The group's primary complaint involves the lack of outreach to the HOAs, which together represent the majority of taxpayers in Naples. In August the city hired Stantec consulting group to poll Naples residents, taxpayers and city-based businesses on the 2007 Vision Plan to determine if it needs an update, but Stantec did not seek input from the majority of HOAs, according to the group.

However, Tim Hancock, senior planner with Stantec and the man overseeing the community outreach process, said he hasn’t started soliciting opinions about the vision plan. Instead, he’s been informing businesses, organizations and residents about the process, which will start in earnest in January.

 

"There may be a misunderstanding that the meetings we’ve been having are for the purposes of gathering information, but they're just for providing information about the process," he said. "We’ll be hosting a series of workshops, and there'll also be an online survey, which will be the primary platforms for people to voice their opinions.”

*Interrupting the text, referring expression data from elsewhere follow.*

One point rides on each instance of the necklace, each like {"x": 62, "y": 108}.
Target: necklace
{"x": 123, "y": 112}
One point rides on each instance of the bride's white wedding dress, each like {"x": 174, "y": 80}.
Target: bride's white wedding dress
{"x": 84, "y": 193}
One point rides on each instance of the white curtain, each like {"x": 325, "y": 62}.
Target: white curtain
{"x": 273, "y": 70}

This isn’t the first time Stantec has faced criticism for its work; the company got heat from Collier County residents earlier this year regarding its involvement with the county's stormwater fee proposal, which commissioners ultimately decided to put off for at least a year due to the public outcry.

“I don’t think Stantec did you all any good, quite frankly,” Tony Pires, a lawyer representing several community development districts, told county commissioners at their Sept. 6 meeting.

Commissioner Burt Saunders agreed.

"I think Stantec did not do us any favors on this,” he said. “I hate to say that, because I have friends there."

Hancock said the two situations can’t be compared.

“I don’t think there are many, if any, similarities between the creation of stormwater fees and a visioning process,” he said. “Every public engagement effort is tailored to meet the needs of the community, and the whole purpose is to bring the public into the process because the more we get the public involved, the better off the resulting policy will be.”

Stantec will present a findings report to the planning advisory board in April.

David Feight, chairman of the planning advisory board, could not be reached for comment Monday.

The HOA group — Aqualane Shores Association, Coquina Sands Homeowners Association, Gulf Shore Property Owners Association, Lake Park Neighborhood Association, The Moorings Property Owners Association, Old Naples Association, Port Royal and Royal Harbor Association — will attend Wednesday's planning advisory board meeting.

The meeting starts at 8:30 a.m. at City Hall, 735 Eighth St. S., across from Cambier Park in downtown Naples.